5. The device of claim 2 wherein the laser housings are joined to the first portion and the second portion in a manner so as to allow the tubes to pivot as the first portion is moved axially relative to the second portion.

6. The device of claim 5 wherein the laser housings are joined to at least one of the first portion and the second portion by spring fingers.

7. The device of claim 5 or 6 wherein the laser housings are joined to at least one of the first portion and second portion by elongated members having notched flexures.

8. The device of any one of the preceding claims wherein the first portion of the housing is disposed within the second portion.

9. The device of claim 1 wherein the housing includes an open area configured to receive a portion of the firearm.

10. The device of claim 8 or 9 wherein the first portion of the housing is semi- cylindrical.

11. The device of claim 3 further comprising a threaded plate and an actuator screw or bolt configured to allow a user to move the first portion of the housing axially in a first direction by tightening the screw or bolt.

12. The device of claim 11 further comprising a return mechanism configured to move the first portion of the housing axially in the reverse direction when the screw or bolt is loosened.

13. The device of claim 12 wherein the return device comprises a resilient foam.

14. The device of any of the above claims further comprising an adjustment plate to which the housing is attached, configured to allow adjustment of windage and elevation of the device.

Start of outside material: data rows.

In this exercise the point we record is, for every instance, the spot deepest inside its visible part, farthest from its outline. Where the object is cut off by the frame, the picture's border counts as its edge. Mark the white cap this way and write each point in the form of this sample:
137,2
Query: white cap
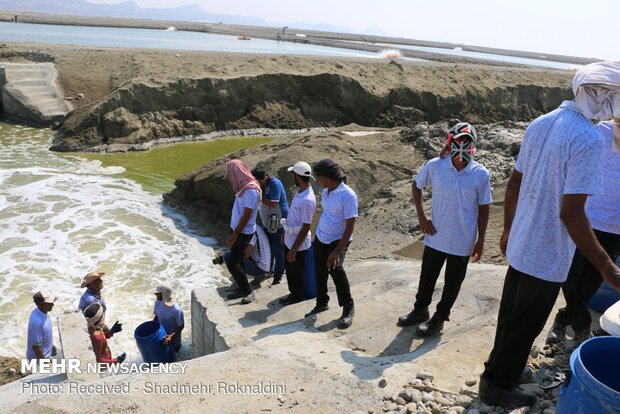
43,296
302,168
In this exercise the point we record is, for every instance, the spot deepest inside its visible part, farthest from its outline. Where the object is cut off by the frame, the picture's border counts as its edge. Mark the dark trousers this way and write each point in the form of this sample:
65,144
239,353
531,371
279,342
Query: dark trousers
343,290
295,273
235,263
456,267
525,306
582,283
277,252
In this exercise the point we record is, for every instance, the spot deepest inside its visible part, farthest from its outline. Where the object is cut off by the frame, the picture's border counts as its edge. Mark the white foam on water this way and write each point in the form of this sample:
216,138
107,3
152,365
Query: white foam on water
62,216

15. The device of any of the above claims further comprising a fixed laser mounted on the housing such that it does not pivot when the first portion of the housing is moved relative to the second portion of the housing.

16. The device of any of the above claims further comprising an outer protective cover surrounding the housing.

17. The device of any of the above claims wherein the total angle through which the lasers pivot, measured with regard to each of the longitudinal and lateral axes of the barrel of the firearm, is from about 0.01° to 10°.

18. The device of claim 17 wherein the lasers pivot through an angle of from about 0.2° to 2°.

19. The device of any of the above claims wherein the housing is configured such that when the first portion of the housing moves relative to the second portion all of the lasers pivot to substantially the same extent.